I am experiencing significantly increased interest from Hong Kong residents for New Zealand investment and migration opportunities. Naturally, this is not limited to New Zealand. There has also reportedly been increased enquiries from Hong Kong citizens in the UK, US, Australia and Canada. Hong Kong residents want a better living environment and education for their children.
While the recent changes under the current Labour government to effectively ban foreign ownership of existing residential property significantly cooled Hong Kong’s (and other jurisdictions’) appetite in New Zealand as a migration or investment market in 2018, the Hong Kong protests have reignited enquiries. Commonly requested investments include residential property development, agricultural (and agritech) assets, commercial property and hotels, food and beverage, nutraceuticals, etc. On the immigration front, I also understand Immigration New Zealand is fielding significantly more enquiries from Hong Kong nationals, and I know New Zealand’s Investor Visa ($3m and $10m category visa) application numbers are up from prior years.
So, what does all this mean?

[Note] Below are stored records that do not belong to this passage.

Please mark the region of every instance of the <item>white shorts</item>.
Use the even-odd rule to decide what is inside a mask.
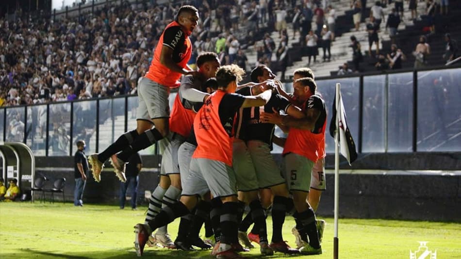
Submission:
[[[283,163],[288,190],[309,193],[314,162],[306,157],[289,153],[283,157]]]
[[[266,188],[285,183],[280,168],[270,153],[269,145],[259,140],[249,140],[247,146],[251,156],[260,188]]]
[[[189,177],[190,172],[189,168],[192,154],[197,148],[196,146],[189,142],[184,142],[179,146],[179,149],[178,150],[178,162],[179,164],[179,171],[181,174],[182,186],[185,186],[186,179]]]
[[[232,168],[224,162],[193,158],[190,172],[181,195],[203,196],[208,191],[215,198],[237,195],[235,174]]]
[[[178,150],[185,140],[184,137],[175,132],[170,132],[168,139],[169,143],[162,154],[160,175],[163,176],[180,173]]]
[[[312,178],[311,178],[311,188],[319,191],[327,189],[325,179],[325,159],[319,159],[312,168]]]
[[[136,119],[150,121],[152,119],[169,117],[169,96],[167,87],[143,77],[138,86],[139,103]]]
[[[235,172],[237,189],[241,192],[258,190],[256,172],[247,145],[243,141],[237,141],[232,146],[232,166]]]

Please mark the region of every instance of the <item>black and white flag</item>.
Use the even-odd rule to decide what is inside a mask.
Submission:
[[[336,100],[336,94],[333,100]],[[341,92],[339,93],[339,105],[336,110],[336,102],[333,102],[333,114],[330,121],[330,135],[334,138],[334,131],[336,129],[336,114],[339,114],[339,146],[342,155],[347,160],[350,165],[357,159],[357,152],[355,148],[355,143],[352,139],[352,135],[349,130],[347,123],[346,122],[346,111],[344,105],[343,104],[343,98]]]

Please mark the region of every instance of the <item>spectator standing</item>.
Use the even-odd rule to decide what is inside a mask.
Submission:
[[[6,187],[3,184],[4,182],[3,178],[0,178],[0,200],[3,199],[3,196],[6,194]]]
[[[246,71],[247,61],[248,58],[247,57],[245,52],[242,49],[239,49],[237,52],[237,55],[235,56],[235,64]]]
[[[402,50],[398,49],[395,44],[391,46],[391,53],[387,54],[387,57],[389,61],[389,67],[391,69],[401,69],[402,62],[406,59],[406,57]]]
[[[312,29],[312,18],[313,17],[313,12],[310,6],[306,5],[302,9],[302,16],[301,18],[301,39],[302,40],[309,33]]]
[[[15,201],[17,195],[21,193],[21,190],[17,186],[17,179],[13,178],[9,181],[10,186],[8,187],[3,198],[5,201]]]
[[[238,51],[239,47],[240,44],[239,43],[237,38],[234,35],[231,35],[229,40],[229,64],[232,64],[235,60],[235,57],[237,56],[237,52]]]
[[[333,8],[331,5],[328,6],[328,12],[327,16],[327,23],[328,24],[328,29],[331,32],[331,41],[334,41],[335,25],[336,25],[336,11]]]
[[[417,0],[410,0],[408,4],[408,9],[412,12],[412,20],[414,20],[418,17]]]
[[[327,52],[328,52],[328,61],[331,58],[330,49],[331,47],[331,41],[333,40],[333,33],[329,28],[324,25],[322,29],[322,49],[323,49],[323,61],[327,59]]]
[[[264,34],[264,54],[269,61],[272,57],[272,52],[275,49],[275,42],[269,33]]]
[[[283,8],[277,7],[275,11],[275,30],[279,32],[279,37],[282,37],[282,31],[286,30],[286,11]]]
[[[262,24],[267,20],[266,13],[267,12],[267,0],[259,0],[259,12],[261,19],[260,22]]]
[[[379,26],[384,18],[384,11],[381,7],[381,2],[377,1],[375,5],[371,7],[370,11],[370,17],[374,17],[375,22]]]
[[[396,3],[396,2],[395,2]],[[400,16],[396,8],[392,8],[392,12],[387,16],[386,22],[386,29],[389,28],[389,37],[393,44],[395,43],[395,36],[397,35],[397,28],[400,23]]]
[[[354,72],[358,72],[360,68],[359,63],[363,61],[363,57],[362,56],[360,43],[357,40],[355,36],[351,36],[350,41],[352,43],[349,45],[349,47],[352,48],[352,62],[354,63]]]
[[[75,178],[75,189],[74,190],[74,206],[83,206],[82,200],[88,176],[88,160],[83,150],[86,146],[83,140],[77,142],[77,150],[74,155],[74,176]]]
[[[317,41],[318,38],[317,35],[314,34],[314,32],[312,30],[309,32],[309,34],[306,36],[306,47],[307,56],[309,57],[309,61],[307,66],[311,65],[311,57],[313,56],[314,62],[316,62],[315,59],[317,55],[318,55],[318,49],[317,48]]]
[[[451,39],[450,33],[445,34],[445,42],[446,45],[445,47],[445,54],[443,58],[446,63],[448,63],[456,58],[456,54],[458,51],[458,44],[456,41]]]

New Zealand has an existing, thriving and productive Hong Kong community. Some have been here for generations and others have recently migrated. In my experience, New Zealand resident Hong Kongers are outstanding members of the community, they integrate well, work hard, create new business opportunities and employment.
They have a passion and respect for New Zealand and what it has to offer. While it is sad to witness the recent events in Hong Kong, and it will represent a more challenging market to exporters, I believe it offers a great opportunity for New Zealand to attract additional Hong Kong sourced capital, which ultimately will further New Zealand’s economic growth.